La prossima rotazione
In ogni caso la prossima fase della rotazione, la quinta, potrebbe riservare non poche sorprese. Non fosse altro perché a cedere il testimone per cinque mesi dovrebbero essere Rossella Testa e Katia Cameracanna, entrambe considerate in quota al Nuovo Centrodestra. A quel punto bisognerà vedere quale sarà la presa di posizione dell’Ncd. A tale proposito va detto che Gianfranco Pizzutelli, referente politico cittadino del Nuovo Centrodestra, ha detto che alle prossime elezioni comunali si presenterà alla guida di una o due liste civiche. Riservandosi di decidere in un secondo momento chi sostenere.

Le mosse del centrosinistra
Per quanto riguarda la coalizione di centrosinistra, l’orientamento è quello di cercare di ricucire gli strappi. E per questo i leader provinciali stanno pensando ad un forte richiamo alla compattezza politica. Prendendo come punto di riferimento il modello Regione del presidente Nicola Zingaretti. Il punto è quello di tenere insieme varie posizioni, oggetto di frattura nel 2012 e non ricomposte. Innanzitutto tra i due ex sindaci Domenico Marzi e Michele Marini. Ma tenendo presente pure la politica delle alleanze, a cominciare da quella tra il Partito Democratico e i Socialisti. L’idea dei Democrat è quella di celebrare le primarie. I nomi dei possibili candidati a sindaco non mancano. Nel Pd sono circolati quelli del presidente dell’ordine provinciale dei medici Fabrizio Cristofari, del segretario cittadino Norberto Venturi, dei consiglieri comunali Angelo Pizzutelli, Stefania Martini e Andrea Turriziani.

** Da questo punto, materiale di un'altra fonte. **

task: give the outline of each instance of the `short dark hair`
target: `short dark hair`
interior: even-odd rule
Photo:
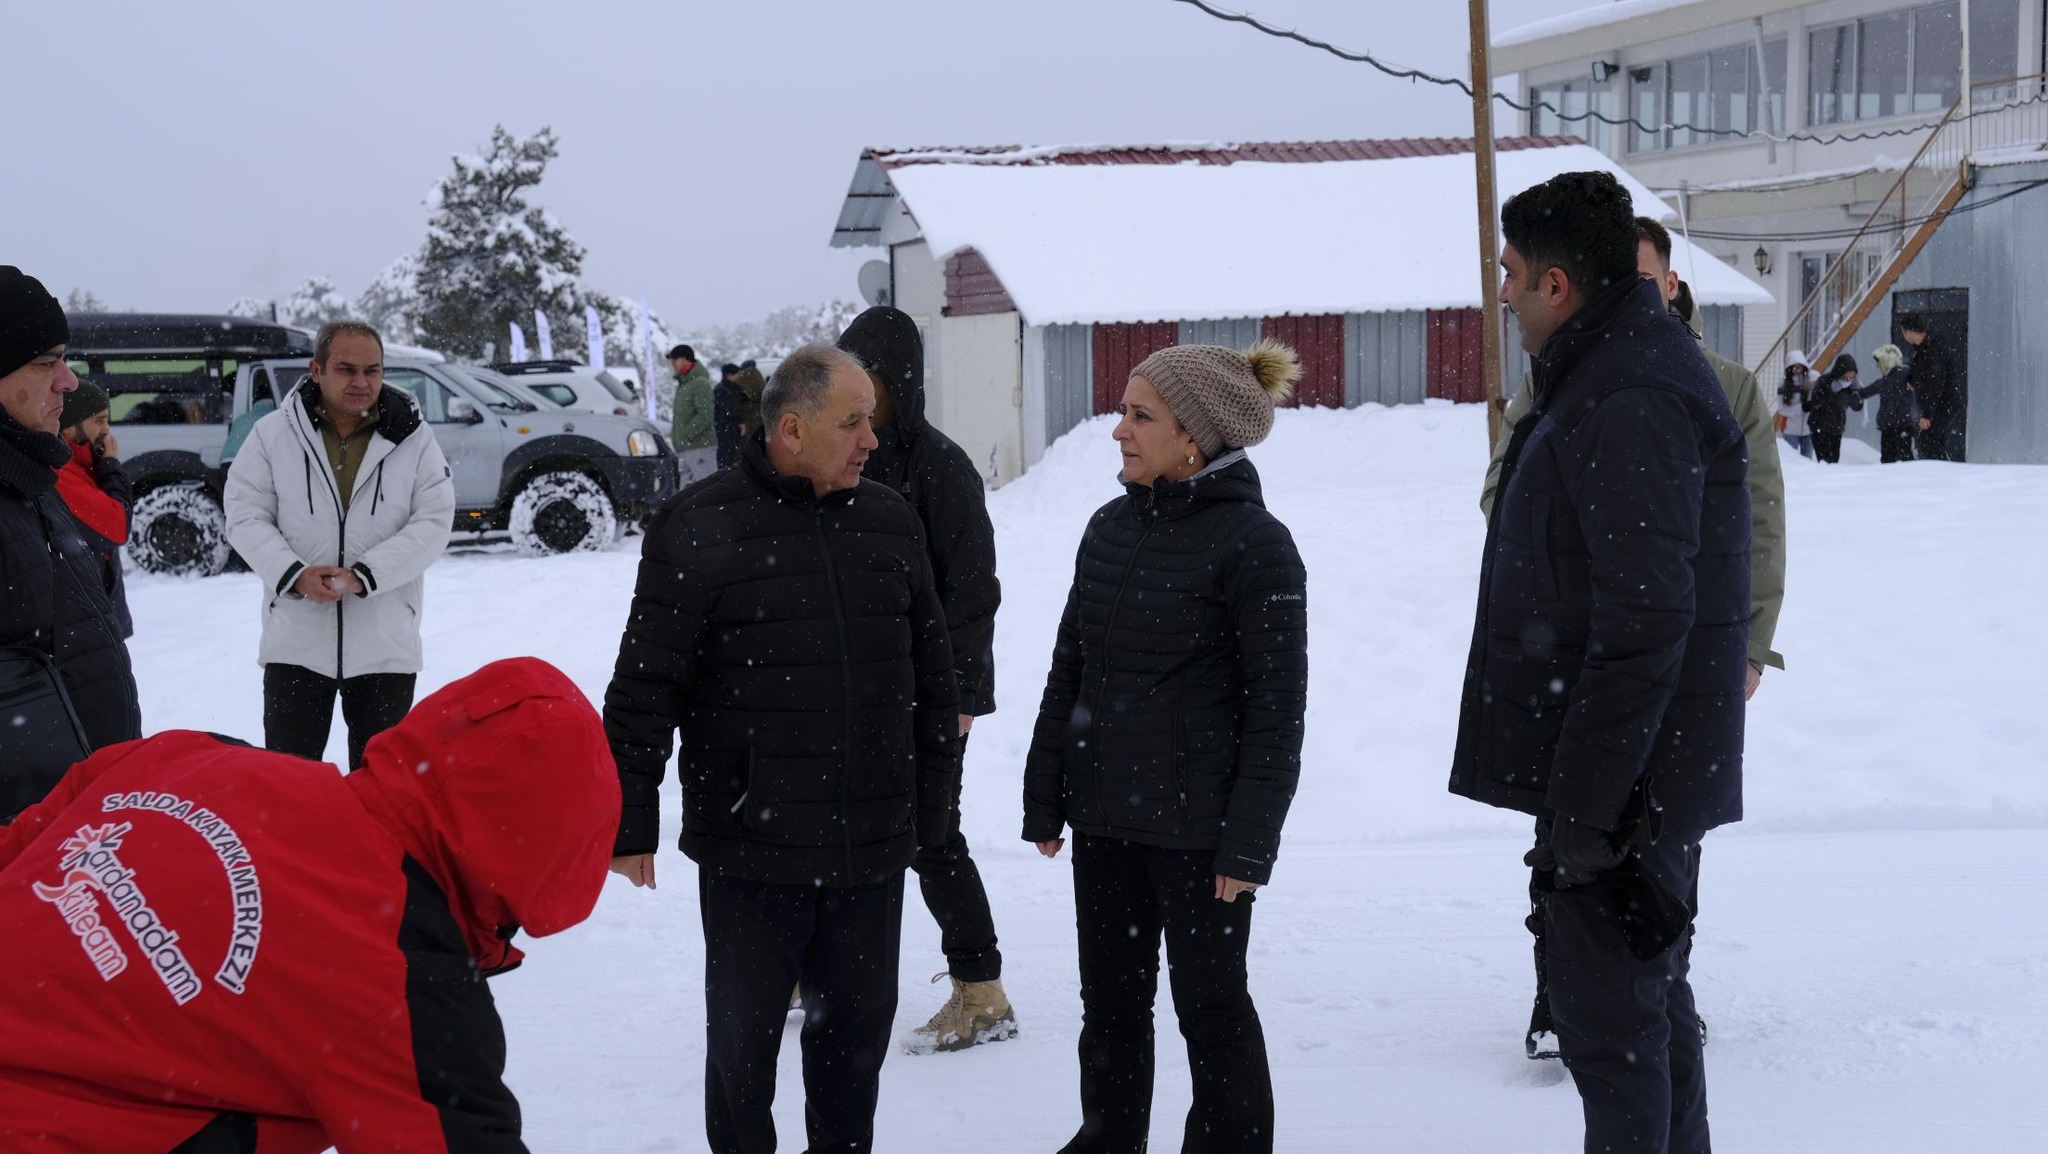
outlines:
[[[1665,268],[1670,268],[1671,230],[1647,216],[1639,216],[1636,218],[1636,243],[1641,244],[1646,240],[1650,242],[1651,248],[1657,250],[1657,259],[1664,262]]]
[[[1671,298],[1671,311],[1678,314],[1679,320],[1684,321],[1686,324],[1692,323],[1692,314],[1694,312],[1692,286],[1685,283],[1685,278],[1683,277],[1680,277],[1678,281],[1678,295]]]
[[[1636,278],[1636,213],[1628,189],[1611,172],[1561,172],[1508,198],[1501,235],[1534,277],[1562,269],[1591,295]]]
[[[313,338],[313,363],[322,371],[327,368],[327,354],[334,348],[336,337],[368,337],[377,342],[377,351],[384,351],[384,338],[376,326],[362,321],[328,321],[320,326],[320,335]]]
[[[697,350],[688,345],[677,345],[668,351],[668,359],[672,361],[694,362],[697,359]]]
[[[1927,331],[1927,318],[1918,312],[1900,313],[1899,331],[1902,333],[1924,333]]]
[[[782,414],[816,416],[832,391],[832,370],[850,368],[865,373],[852,353],[819,341],[783,358],[761,390],[761,423],[772,429],[782,423]]]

Era anche emersa l’opzione di Francesco De Angelis, presidente del Consorzio Asi. Al vertice tenutosi recentemente presso la segreteria regionale il tema delle elezioni nel capoluogo è stato affrontato e l’idea di celebrare le primarie è stata espressamente menzionata. Premettendo però che va stabilita la regola che chi poi perde non esce dalla coalizione. Come successo altrove. La strada però resta comunque complicata. Intanto però il centrosinistra sta lavorando anche a possibili alleanze con liste civiche, non scartando l’ipotesi di poter raggiungere accordi con chi dovesse uscire dal centrodestra. È un pressing incrociato tra gli schieramenti.